Mozart aulico (e moderno) cerca un’identità
Icostumi di Maurizio Galante, anche bellissimi nella loro scioccante ridondanza, raccontano un Settecento eccessivo, esagerato, parodistico: la parrucca eretta a sistema. I nudi elementi scenografici di Dante Ferretti richiamano invece una tradizione di eleganza castigata, con la sobrietà persino esibita dei vecchi fondali dipinti. La domanda verte dunque su quali Nozze di Figaro intenda cavare da ciò Giorgio Ferrara, direttore artistico del Festival dei 2 mondi nonché committente a sé medesimo della regia dello spettacolo.
Ma non c’è parodia, né tradizione. Lo spettacolo prescinde dalle sue coordinate visive. Gioca la carta di una recitazione aulica e moderna al contempo. E fredda. Susanna traveste Cherubino da cameriera? Lui è qua, lei è là. Non si sfiorano. L’erotismo, vero motore dell’azione mozartiana, latita. E non v’è traccia di malizia in Susanna. E Cherubino non è di foco né di ghiaccio. E il Conte non seduce. È un tale capolavoro, Le nozze di Figaro, che può anche prescindere dalla regia, però, perché la regia è nella musica.

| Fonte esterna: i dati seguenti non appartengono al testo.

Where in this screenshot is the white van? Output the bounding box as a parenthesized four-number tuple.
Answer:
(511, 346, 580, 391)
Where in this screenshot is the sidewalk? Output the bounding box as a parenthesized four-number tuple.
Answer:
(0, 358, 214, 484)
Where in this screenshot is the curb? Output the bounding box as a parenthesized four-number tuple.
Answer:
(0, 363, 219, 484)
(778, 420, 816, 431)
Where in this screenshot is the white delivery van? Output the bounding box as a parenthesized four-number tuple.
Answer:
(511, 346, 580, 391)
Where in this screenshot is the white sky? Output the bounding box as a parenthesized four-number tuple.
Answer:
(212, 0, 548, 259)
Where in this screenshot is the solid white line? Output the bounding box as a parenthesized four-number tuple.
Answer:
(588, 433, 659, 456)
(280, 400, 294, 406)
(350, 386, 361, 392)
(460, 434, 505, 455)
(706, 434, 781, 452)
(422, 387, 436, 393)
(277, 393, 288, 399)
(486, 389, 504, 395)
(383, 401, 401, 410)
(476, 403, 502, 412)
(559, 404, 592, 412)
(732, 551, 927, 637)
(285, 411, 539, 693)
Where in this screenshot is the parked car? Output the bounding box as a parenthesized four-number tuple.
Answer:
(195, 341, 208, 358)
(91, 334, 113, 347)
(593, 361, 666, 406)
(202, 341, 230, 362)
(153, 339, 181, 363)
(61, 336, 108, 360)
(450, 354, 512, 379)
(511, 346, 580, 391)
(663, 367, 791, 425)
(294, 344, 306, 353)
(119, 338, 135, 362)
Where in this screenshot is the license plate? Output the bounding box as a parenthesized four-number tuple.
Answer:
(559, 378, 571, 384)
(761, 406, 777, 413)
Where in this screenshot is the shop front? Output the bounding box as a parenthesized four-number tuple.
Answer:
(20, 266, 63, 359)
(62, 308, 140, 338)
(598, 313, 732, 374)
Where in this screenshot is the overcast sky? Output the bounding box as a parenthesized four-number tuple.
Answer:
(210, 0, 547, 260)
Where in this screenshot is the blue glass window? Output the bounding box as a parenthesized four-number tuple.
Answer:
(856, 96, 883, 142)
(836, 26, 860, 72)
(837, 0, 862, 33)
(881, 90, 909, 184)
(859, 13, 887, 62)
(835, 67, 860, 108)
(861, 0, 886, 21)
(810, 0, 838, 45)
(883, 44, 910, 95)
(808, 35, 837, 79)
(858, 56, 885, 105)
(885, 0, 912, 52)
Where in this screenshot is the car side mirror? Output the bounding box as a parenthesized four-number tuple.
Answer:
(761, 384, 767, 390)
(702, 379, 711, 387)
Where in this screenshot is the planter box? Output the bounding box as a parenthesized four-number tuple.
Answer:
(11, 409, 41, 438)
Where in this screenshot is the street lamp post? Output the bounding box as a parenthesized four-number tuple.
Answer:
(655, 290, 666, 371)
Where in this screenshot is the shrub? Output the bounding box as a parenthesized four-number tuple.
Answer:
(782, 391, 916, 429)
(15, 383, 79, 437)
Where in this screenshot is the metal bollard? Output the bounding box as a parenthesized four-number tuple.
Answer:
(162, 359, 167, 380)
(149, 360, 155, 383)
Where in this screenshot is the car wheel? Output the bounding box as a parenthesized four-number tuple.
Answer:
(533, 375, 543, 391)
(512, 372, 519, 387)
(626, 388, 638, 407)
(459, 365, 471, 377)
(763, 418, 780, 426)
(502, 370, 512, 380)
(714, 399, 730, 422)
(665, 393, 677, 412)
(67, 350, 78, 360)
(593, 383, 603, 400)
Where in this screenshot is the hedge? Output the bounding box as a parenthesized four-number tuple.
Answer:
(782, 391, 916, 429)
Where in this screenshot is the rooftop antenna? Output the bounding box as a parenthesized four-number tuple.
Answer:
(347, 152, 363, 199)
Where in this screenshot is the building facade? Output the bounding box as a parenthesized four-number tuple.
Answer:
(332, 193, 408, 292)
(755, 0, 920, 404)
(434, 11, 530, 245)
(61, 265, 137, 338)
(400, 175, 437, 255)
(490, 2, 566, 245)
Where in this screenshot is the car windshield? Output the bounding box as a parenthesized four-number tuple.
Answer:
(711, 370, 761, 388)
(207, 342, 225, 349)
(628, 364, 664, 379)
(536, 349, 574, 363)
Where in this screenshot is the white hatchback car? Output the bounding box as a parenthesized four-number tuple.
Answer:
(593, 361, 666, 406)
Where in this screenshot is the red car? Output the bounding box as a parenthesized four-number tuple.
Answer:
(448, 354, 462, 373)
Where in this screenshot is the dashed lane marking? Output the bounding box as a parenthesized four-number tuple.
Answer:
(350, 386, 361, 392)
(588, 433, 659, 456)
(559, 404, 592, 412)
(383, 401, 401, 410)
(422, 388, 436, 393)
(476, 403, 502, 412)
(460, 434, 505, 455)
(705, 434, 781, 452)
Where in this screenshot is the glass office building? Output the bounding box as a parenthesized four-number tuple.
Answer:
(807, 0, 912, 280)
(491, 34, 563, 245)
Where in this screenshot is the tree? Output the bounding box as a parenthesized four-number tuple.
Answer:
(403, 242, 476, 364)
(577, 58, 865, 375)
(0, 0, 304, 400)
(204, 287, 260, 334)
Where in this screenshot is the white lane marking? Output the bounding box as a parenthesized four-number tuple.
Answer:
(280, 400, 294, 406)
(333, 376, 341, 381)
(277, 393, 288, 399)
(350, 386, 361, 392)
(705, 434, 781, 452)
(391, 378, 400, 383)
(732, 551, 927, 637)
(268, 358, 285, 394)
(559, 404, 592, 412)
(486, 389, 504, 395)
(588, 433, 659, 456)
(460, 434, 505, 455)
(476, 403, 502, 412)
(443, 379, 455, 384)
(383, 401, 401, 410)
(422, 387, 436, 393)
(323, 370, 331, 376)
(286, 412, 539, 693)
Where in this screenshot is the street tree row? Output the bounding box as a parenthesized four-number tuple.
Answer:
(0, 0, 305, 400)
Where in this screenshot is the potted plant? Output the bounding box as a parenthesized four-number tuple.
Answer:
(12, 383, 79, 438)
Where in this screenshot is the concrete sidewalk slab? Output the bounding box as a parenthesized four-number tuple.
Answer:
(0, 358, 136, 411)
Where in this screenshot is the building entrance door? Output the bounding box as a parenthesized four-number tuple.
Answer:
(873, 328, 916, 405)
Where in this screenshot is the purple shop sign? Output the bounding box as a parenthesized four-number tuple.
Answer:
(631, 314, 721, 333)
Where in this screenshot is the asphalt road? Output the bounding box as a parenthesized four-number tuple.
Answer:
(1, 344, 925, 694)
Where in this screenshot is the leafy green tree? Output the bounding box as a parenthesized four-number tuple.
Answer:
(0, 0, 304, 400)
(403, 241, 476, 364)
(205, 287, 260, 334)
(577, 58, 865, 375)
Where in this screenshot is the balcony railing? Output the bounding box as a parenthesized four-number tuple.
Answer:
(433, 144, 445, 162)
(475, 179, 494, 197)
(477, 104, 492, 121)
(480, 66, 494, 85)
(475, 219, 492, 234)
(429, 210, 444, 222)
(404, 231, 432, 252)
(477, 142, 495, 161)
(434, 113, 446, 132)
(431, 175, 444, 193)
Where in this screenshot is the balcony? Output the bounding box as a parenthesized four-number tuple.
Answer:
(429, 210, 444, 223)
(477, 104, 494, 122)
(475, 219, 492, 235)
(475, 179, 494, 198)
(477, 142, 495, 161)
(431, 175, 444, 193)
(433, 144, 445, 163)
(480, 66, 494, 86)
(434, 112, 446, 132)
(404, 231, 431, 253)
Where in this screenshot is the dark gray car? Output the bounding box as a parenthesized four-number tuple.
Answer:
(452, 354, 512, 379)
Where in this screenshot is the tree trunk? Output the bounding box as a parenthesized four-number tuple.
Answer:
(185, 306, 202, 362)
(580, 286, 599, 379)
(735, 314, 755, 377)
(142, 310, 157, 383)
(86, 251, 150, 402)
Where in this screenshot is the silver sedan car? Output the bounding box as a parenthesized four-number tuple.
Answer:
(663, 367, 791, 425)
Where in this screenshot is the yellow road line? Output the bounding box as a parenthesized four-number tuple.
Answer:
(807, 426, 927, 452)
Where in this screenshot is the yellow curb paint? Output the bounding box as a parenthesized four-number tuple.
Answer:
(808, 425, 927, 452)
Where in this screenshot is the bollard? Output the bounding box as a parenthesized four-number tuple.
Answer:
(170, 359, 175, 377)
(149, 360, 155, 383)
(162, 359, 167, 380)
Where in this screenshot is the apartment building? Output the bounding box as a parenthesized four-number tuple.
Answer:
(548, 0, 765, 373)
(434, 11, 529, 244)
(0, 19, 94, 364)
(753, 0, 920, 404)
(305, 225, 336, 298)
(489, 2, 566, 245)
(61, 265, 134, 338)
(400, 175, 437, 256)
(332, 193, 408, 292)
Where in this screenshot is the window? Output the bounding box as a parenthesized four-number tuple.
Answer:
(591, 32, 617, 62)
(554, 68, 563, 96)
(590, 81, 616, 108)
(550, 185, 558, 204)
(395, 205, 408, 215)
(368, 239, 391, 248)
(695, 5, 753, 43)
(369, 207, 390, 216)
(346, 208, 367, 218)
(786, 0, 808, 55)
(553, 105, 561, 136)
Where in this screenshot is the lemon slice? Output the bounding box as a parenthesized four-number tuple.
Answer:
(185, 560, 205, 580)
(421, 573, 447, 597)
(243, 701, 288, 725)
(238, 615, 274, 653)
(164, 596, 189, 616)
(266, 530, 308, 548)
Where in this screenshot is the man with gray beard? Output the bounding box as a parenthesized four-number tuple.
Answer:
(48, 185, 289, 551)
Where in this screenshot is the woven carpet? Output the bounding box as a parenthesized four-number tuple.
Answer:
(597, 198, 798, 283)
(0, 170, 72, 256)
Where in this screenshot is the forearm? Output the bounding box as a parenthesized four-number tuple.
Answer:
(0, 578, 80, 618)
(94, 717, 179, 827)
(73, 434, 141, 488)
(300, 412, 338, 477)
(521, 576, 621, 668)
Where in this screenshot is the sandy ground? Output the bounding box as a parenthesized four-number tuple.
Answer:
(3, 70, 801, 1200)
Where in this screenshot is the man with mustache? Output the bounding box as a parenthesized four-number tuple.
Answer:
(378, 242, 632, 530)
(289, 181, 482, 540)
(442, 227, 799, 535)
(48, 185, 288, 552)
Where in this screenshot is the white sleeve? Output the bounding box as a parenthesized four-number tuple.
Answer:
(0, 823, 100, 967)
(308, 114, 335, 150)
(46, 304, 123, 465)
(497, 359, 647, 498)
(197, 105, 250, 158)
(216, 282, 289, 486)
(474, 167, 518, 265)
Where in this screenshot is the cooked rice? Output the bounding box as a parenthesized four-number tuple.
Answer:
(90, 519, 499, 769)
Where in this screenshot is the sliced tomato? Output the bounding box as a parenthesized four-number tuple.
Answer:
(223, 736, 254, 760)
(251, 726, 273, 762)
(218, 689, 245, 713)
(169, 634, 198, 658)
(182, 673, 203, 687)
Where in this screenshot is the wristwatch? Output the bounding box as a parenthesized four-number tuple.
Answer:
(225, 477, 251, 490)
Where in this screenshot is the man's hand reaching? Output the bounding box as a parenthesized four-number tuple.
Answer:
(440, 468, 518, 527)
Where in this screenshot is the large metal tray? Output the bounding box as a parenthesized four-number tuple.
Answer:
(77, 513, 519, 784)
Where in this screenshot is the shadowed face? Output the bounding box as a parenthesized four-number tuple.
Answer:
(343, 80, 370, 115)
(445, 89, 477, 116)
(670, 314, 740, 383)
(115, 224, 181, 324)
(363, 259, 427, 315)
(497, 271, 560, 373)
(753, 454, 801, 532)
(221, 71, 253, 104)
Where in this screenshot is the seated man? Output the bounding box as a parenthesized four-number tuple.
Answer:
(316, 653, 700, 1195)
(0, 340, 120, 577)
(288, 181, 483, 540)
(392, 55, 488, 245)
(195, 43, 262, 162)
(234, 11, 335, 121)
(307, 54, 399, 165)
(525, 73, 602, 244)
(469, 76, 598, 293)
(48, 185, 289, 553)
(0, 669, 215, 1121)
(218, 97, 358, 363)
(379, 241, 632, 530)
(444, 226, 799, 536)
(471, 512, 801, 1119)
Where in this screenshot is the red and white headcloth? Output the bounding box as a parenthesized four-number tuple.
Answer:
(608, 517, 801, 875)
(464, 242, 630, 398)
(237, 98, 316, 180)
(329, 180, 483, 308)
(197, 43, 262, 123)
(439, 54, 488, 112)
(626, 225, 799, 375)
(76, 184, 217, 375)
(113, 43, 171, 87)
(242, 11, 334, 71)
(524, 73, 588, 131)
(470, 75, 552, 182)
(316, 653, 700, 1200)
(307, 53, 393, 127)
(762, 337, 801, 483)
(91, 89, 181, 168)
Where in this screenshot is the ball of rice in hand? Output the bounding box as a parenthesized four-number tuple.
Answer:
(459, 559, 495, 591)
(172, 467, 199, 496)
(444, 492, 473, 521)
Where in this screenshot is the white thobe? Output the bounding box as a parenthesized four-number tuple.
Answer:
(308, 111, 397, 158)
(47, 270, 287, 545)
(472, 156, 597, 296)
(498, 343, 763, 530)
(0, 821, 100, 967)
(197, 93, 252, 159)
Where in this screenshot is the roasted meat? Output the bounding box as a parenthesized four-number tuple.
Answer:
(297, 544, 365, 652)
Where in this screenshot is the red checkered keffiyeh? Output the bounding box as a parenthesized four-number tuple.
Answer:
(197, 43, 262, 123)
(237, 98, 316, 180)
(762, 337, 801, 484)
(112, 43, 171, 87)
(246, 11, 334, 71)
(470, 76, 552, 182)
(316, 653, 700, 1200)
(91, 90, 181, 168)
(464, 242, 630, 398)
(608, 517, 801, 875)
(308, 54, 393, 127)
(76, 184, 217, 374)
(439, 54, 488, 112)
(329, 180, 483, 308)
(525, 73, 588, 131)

E la musica James Conlon, a capo dell’Orchestra Cherubini, la restituisce nei suoi mille caratteri, in un quadro esecutivo fatto di tempi spigliati e accattivante tensione drammatica. È dunque un bel Figaro, il suo, anche se, complice forse il caldo del Teatro Nuovo, il terzo e il quarto atto non hanno la stessa grinta dei primi due.
Il cast è discretamente assemblato. Spicca la Susanna di Lucia Cesaroni. E un gran vocione possiede il Figaro di Daniel Giulianini ma gli si spieghi di non cantare tutto a mille. Applausi sì, ma senza esagerare.